First up were the instances. AWS had earlier in the week announced bare metal offerings for EC2, and were augmenting that with new H1 Storage Optimised instances – designed for data-intensive workloads or big data clusters – as well as an updated M5 general purpose instances.

“Let’s talk about freedom,” says Jassy. Ah, one thinks: is the house band about to start up a certain George Michael number by any chance? Indeed they were. Jassy described freedom in this instance as “the ability not to be locked into abusive or ownerless relationships, or one size fits all characterisations or tools.” At this moment, veteran cloud-watchers could have already ticked off their Oracle-bashing square on their re:Invent bingo card, and AWS duly delivered (below).

This begat the launch around Aurora Multi-Master, which gives Aurora customers the ability for millisecond-quick failover on writes as well as reads, and a preview of Aurora Serverless, an on-demand auto-scaling serverless database. The latter’s announcement generated an unseemly outbreak of whooping from some sections of the audience. “What you get here is all the capabilities of Aurora…it doesn’t require you to provision any database instances, it automatically scales up when the database is busy, scales down when it’s not…pay only by the second when your database is being used,” said Jassy. “That is pretty different.”

Perhaps the most exciting announcements AWS made were around machine learning. Little wonder; the hype continues to rise – “of all the buzzwords we’ve heard in the 11-and-a-half years we’ve been doing AWS, machine learning might be the loudest”, Jassy noted – and AWS is even sleeping with the enemy in their collaboration with Microsoft in this area, Gluon.

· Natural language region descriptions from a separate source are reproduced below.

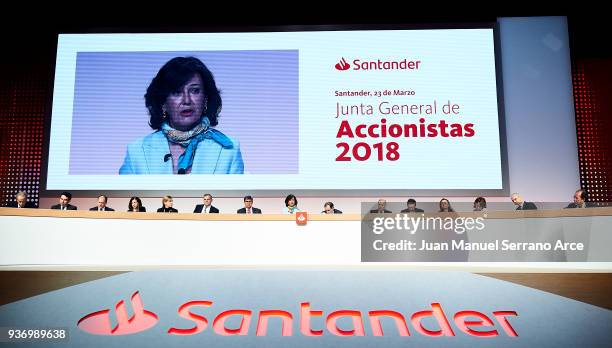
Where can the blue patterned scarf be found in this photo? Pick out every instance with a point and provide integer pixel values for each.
(191, 138)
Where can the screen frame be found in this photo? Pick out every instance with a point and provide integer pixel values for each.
(504, 191)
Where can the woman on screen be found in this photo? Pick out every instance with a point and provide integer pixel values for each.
(135, 206)
(167, 205)
(445, 206)
(290, 205)
(184, 106)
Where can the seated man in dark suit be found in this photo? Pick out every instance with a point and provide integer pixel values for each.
(207, 207)
(248, 207)
(580, 197)
(21, 201)
(64, 204)
(521, 204)
(102, 199)
(411, 203)
(328, 208)
(381, 208)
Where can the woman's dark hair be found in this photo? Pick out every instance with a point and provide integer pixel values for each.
(482, 203)
(288, 198)
(174, 75)
(450, 209)
(137, 200)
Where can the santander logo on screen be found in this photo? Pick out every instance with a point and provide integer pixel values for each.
(342, 65)
(430, 322)
(378, 64)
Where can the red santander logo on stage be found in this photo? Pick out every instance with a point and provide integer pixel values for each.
(99, 323)
(469, 322)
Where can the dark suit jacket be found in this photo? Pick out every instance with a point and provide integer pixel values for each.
(527, 206)
(200, 207)
(375, 211)
(69, 207)
(416, 210)
(243, 210)
(28, 205)
(105, 209)
(336, 211)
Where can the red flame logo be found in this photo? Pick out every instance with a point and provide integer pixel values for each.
(98, 323)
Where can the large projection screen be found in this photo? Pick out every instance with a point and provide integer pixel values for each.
(342, 111)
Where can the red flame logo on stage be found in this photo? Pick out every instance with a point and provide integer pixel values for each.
(99, 323)
(342, 65)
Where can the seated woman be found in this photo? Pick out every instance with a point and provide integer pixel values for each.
(184, 106)
(328, 208)
(167, 205)
(135, 205)
(445, 206)
(290, 205)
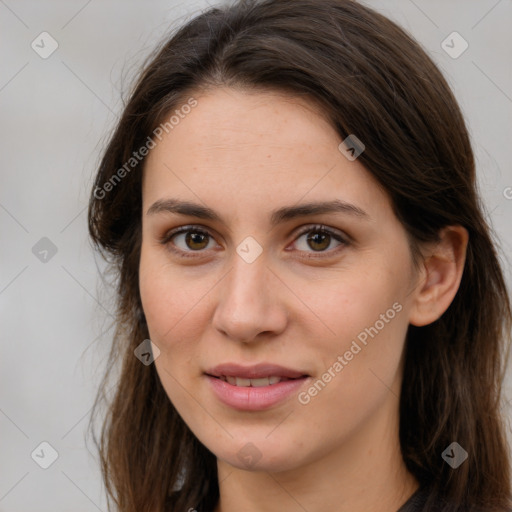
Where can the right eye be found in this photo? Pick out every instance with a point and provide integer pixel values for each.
(188, 239)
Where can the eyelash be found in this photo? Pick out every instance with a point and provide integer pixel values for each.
(318, 228)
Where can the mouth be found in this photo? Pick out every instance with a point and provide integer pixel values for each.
(253, 388)
(254, 383)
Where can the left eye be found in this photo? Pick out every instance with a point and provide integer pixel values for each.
(318, 239)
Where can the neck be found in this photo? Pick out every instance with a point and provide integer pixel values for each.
(366, 472)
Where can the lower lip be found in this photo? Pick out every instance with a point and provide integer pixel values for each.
(254, 398)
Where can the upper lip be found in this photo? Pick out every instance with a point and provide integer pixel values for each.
(257, 371)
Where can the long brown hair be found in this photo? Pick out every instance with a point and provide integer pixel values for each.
(375, 81)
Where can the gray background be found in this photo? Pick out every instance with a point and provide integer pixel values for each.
(56, 114)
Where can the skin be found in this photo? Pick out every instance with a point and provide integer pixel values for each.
(244, 154)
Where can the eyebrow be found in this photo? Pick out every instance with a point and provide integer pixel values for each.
(278, 216)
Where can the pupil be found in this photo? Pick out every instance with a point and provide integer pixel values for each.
(196, 238)
(323, 237)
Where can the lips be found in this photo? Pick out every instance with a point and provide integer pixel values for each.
(254, 388)
(262, 374)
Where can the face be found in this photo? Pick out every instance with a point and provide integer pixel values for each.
(266, 253)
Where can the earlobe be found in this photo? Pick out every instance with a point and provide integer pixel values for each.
(441, 275)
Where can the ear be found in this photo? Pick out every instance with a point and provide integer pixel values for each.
(440, 276)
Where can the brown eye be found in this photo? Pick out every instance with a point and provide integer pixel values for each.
(195, 240)
(319, 239)
(186, 240)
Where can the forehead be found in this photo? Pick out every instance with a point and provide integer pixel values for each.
(257, 147)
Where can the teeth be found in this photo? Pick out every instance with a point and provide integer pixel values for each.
(255, 383)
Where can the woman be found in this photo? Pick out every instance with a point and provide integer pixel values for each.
(289, 203)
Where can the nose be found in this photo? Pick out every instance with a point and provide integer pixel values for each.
(249, 307)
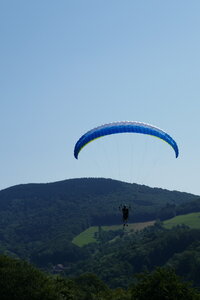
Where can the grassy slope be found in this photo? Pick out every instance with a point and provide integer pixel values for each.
(192, 220)
(87, 236)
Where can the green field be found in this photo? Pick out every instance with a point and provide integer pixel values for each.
(192, 220)
(87, 236)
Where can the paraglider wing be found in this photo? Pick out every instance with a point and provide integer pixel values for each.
(123, 127)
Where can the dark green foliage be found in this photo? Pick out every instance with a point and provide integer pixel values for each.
(116, 262)
(19, 280)
(162, 284)
(38, 221)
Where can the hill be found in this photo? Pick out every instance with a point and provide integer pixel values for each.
(39, 221)
(192, 220)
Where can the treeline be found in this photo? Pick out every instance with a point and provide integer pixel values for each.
(36, 217)
(20, 280)
(171, 210)
(113, 261)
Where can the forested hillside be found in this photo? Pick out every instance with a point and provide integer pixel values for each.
(39, 221)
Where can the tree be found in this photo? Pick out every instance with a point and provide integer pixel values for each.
(162, 284)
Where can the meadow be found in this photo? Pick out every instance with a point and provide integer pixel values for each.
(88, 236)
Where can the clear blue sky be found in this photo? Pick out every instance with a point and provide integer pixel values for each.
(69, 66)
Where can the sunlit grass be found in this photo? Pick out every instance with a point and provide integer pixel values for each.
(88, 236)
(192, 220)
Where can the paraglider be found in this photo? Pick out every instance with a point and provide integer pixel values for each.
(124, 127)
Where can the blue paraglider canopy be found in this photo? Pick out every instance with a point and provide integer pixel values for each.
(124, 127)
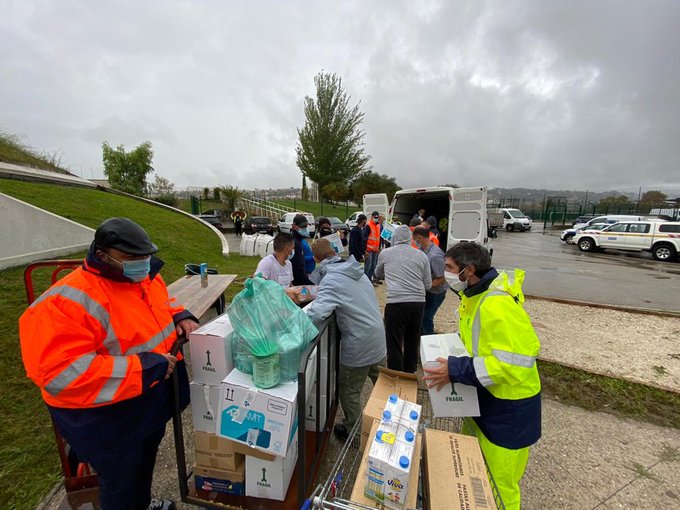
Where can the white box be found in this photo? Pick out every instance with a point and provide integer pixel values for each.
(263, 419)
(270, 479)
(453, 399)
(210, 346)
(205, 404)
(310, 411)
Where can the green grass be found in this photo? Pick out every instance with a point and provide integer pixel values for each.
(14, 150)
(29, 464)
(601, 393)
(314, 208)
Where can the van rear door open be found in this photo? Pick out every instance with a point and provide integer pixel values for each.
(375, 202)
(467, 216)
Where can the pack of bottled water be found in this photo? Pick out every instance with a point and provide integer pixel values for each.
(391, 451)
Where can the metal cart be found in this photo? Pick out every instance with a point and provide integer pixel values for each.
(311, 445)
(335, 492)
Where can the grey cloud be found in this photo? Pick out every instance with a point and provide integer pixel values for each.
(556, 94)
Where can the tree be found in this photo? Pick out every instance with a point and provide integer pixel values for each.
(231, 195)
(161, 186)
(373, 182)
(652, 199)
(127, 171)
(304, 194)
(330, 146)
(335, 191)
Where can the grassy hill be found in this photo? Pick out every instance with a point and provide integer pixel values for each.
(14, 150)
(29, 465)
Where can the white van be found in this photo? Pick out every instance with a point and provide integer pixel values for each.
(463, 209)
(514, 219)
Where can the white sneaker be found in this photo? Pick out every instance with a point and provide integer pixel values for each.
(161, 504)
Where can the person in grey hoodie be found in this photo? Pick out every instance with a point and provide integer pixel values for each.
(407, 274)
(347, 291)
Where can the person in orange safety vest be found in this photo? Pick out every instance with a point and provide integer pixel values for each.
(372, 232)
(97, 344)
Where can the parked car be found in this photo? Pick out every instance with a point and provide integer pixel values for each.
(661, 238)
(514, 219)
(287, 221)
(610, 218)
(337, 224)
(352, 220)
(258, 225)
(213, 219)
(568, 235)
(583, 219)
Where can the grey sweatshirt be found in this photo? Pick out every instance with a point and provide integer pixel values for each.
(405, 269)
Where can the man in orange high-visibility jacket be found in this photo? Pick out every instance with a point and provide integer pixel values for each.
(372, 230)
(97, 344)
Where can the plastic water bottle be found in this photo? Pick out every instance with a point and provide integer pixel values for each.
(204, 275)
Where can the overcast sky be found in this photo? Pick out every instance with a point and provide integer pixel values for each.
(562, 95)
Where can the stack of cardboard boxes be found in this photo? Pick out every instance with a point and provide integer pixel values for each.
(245, 437)
(218, 467)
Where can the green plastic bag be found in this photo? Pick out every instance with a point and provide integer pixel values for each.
(268, 322)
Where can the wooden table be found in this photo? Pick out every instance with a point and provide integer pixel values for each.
(198, 300)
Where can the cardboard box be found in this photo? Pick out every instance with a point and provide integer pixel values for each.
(217, 452)
(358, 495)
(220, 480)
(262, 418)
(455, 474)
(205, 404)
(453, 399)
(404, 385)
(210, 347)
(310, 411)
(270, 478)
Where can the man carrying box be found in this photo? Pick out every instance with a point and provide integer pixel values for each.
(345, 290)
(503, 347)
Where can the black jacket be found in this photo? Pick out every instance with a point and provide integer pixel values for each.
(357, 244)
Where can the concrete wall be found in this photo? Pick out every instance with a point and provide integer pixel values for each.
(28, 233)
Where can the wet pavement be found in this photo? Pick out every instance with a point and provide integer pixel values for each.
(555, 269)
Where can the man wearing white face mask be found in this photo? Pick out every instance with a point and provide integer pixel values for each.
(503, 347)
(277, 266)
(97, 344)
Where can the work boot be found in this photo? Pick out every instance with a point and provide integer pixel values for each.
(161, 504)
(341, 432)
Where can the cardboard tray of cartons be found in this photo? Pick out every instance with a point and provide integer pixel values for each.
(403, 384)
(454, 475)
(453, 399)
(358, 489)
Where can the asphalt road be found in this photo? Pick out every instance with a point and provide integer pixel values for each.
(555, 269)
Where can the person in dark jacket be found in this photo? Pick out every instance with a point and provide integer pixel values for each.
(303, 259)
(357, 244)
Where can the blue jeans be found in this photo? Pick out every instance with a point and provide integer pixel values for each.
(432, 304)
(370, 263)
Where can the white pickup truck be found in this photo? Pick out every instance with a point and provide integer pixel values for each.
(661, 238)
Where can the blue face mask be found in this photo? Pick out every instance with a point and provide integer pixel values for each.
(135, 270)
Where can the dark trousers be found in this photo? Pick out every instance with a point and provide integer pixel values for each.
(432, 304)
(402, 329)
(125, 479)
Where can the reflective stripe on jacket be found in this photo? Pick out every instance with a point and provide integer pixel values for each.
(498, 334)
(373, 243)
(86, 341)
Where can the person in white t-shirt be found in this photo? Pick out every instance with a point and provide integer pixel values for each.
(277, 267)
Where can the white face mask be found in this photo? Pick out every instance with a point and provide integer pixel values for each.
(454, 280)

What transpired was Amazon SageMaker, a new service aimed at helping developers build, train, and deploy machine learning models. “If you think about the history of AWS, we don’t build technology because we think the technology is cool,” said Jassy. “The only reason we build that technology is to solve problems for you. We want everyday developers and scientists to be able to use machine learning much more expansively.”

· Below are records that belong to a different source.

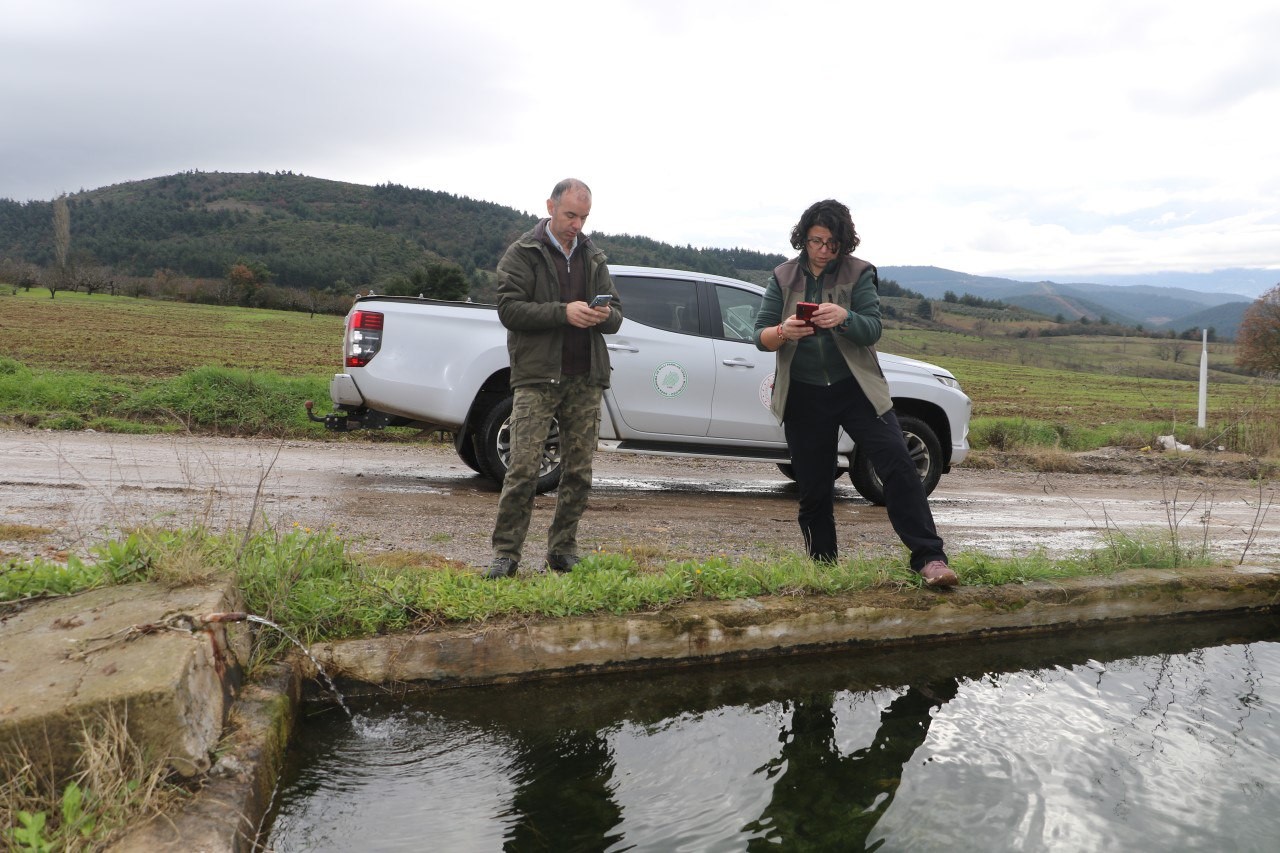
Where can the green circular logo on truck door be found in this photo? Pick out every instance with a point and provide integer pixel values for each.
(670, 379)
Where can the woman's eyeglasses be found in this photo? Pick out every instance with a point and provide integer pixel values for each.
(817, 242)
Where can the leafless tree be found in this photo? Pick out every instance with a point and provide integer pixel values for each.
(60, 277)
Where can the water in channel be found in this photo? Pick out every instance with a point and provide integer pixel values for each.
(1141, 738)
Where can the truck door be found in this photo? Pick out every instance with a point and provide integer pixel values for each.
(663, 374)
(744, 375)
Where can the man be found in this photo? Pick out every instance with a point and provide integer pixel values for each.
(558, 369)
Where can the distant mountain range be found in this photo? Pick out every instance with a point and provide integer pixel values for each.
(315, 235)
(1138, 302)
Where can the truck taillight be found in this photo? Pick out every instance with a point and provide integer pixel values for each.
(364, 337)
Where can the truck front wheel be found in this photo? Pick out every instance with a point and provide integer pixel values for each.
(926, 451)
(493, 448)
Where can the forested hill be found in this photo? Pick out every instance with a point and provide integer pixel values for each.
(309, 233)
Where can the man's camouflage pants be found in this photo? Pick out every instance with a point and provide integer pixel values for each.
(575, 402)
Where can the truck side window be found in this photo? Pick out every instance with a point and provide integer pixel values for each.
(661, 302)
(737, 311)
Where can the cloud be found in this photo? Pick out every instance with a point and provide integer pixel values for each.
(983, 137)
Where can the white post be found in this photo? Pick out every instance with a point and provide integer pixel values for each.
(1203, 378)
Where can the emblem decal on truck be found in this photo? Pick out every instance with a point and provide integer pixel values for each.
(670, 379)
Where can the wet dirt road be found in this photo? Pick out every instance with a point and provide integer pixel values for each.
(64, 492)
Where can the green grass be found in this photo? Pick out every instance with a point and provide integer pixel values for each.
(120, 364)
(314, 587)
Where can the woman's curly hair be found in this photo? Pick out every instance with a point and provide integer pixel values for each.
(835, 218)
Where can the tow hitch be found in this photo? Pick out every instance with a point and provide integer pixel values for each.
(348, 419)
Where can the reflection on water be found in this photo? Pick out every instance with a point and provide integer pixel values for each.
(1138, 738)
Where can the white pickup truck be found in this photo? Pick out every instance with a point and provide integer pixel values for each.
(688, 381)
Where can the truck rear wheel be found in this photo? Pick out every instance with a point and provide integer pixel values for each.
(926, 451)
(493, 448)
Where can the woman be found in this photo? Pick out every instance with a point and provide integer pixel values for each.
(828, 377)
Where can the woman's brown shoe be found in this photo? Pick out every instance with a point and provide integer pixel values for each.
(938, 574)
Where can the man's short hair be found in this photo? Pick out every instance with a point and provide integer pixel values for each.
(566, 186)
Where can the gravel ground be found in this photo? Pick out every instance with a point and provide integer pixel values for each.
(64, 492)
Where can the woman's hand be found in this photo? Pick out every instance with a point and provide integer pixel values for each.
(794, 328)
(830, 315)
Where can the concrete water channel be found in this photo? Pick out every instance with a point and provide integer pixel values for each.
(177, 674)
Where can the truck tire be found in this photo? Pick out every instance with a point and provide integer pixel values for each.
(466, 447)
(493, 448)
(926, 451)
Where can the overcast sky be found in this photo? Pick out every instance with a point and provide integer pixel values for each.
(1010, 138)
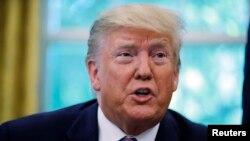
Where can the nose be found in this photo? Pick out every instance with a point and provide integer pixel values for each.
(143, 68)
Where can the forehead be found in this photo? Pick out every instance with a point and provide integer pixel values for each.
(128, 35)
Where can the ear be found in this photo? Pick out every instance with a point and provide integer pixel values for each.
(175, 79)
(93, 74)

The most interesting aspect of SageMaker is its modular nature; users can build and train on it and deploy somewhere else, or vice versa. In a completely different ballpark is AWS DeepLens, a high definition camera with on-board compute optimised for deep learning. AWS said it expects users to get started running their first deep learning computer vision model in 10 minutes from unboxing the camera.

On top of this was Amazon Transcribe and Translate, automatic speech recognition and translation services. It will be interesting to see how the latter stacks up against Google Pixel Buds, the search giant’s recent effort in this area – and the wag who piped up on Twitter that Jassy’s keynote should have been the first test for Transcribe may have had a point – but it is another example of AWS’ machine learning initiatives.

The IoT side saw a trio of products, in the shape of IoT Device Management, IoT Analytics, and IoT Device Defender, the latter of most interest and offering continuous auditing, real-time detection and alerting, and more to secure millions of devices.

On the customer side, Expedia announced it was going all-in on AWS. Mark Okerstrom, president and CEO of Expedia, told attendees that he expects 80% of the company’s critical apps will move to AWS within three years. Elsewhere, The Walt Disney Company has selected AWS as its preferred public cloud infrastructure provider.